(Alliance News) - It was a lacklustre end to a strong week for stocks in London as the UK is set to partially reopen on Monday but tourism stocks were unable to capitalise as normal travel levels still appear a ways away.
"It's been a solid week for UK stock markets with the FTSE 250 making new record highs, while the FTSE 100 managed to move above its early year peaks that we saw in January," CMC Markets Chief Market Analyst Michael Hewson said.
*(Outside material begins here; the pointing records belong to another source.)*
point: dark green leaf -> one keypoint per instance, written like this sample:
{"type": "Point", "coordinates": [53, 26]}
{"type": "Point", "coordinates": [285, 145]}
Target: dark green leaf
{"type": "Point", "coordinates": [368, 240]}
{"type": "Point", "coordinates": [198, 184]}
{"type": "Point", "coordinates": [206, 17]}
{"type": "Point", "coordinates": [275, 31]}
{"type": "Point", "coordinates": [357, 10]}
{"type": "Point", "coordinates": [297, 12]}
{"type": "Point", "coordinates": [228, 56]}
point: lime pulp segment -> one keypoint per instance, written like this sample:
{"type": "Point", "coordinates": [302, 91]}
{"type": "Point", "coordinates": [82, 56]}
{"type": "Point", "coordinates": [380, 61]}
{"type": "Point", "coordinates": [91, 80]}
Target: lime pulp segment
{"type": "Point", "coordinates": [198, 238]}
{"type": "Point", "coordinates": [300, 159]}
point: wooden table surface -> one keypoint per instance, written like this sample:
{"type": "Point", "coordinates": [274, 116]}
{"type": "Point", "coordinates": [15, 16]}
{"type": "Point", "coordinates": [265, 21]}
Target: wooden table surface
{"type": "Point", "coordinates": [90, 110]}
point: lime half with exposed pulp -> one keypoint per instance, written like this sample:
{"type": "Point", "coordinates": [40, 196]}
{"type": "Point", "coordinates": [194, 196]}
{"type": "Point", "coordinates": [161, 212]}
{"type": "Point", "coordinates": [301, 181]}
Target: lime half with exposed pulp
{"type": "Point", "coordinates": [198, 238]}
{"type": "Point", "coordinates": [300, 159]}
He continued: "Today's price action has seen a fairly low-key end to the week, characterised by some light profit taking ahead of the weekend, as the UK gears up for the reopening of non-essential retail stores, and pubs and restaurants outdoors next week."
The FTSE 100 index lost 26.47 points, or 0.4%, to close at 6,915.75, but gained 1.4% over the shortened week.
The mid-cap FTSE 250 ended the session 3.72 points higher at 22,251.26, staging a late rally to finish in the green and hit a new record closing high.
The AIM All-Share index closed 0.2% lower at 1,236.50.
The Cboe UK 100 index ended down 0.2% at 689.42. The Cboe 250 closed flat at 19,850.33. The Cboe Small Companies closed up 0.5% at 14,297.51.
"We've some modest weakness in travel and leisure stocks as it becomes apparent that a return to normal travel wise is likely to face significant barriers in the short term. The announcement of a new traffic light system for overseas travel which is set to start in May will in all likelihood mean that anyone contemplating a holiday in Europe may well not be able to do so, due to the low vaccination rates there," Hewson added.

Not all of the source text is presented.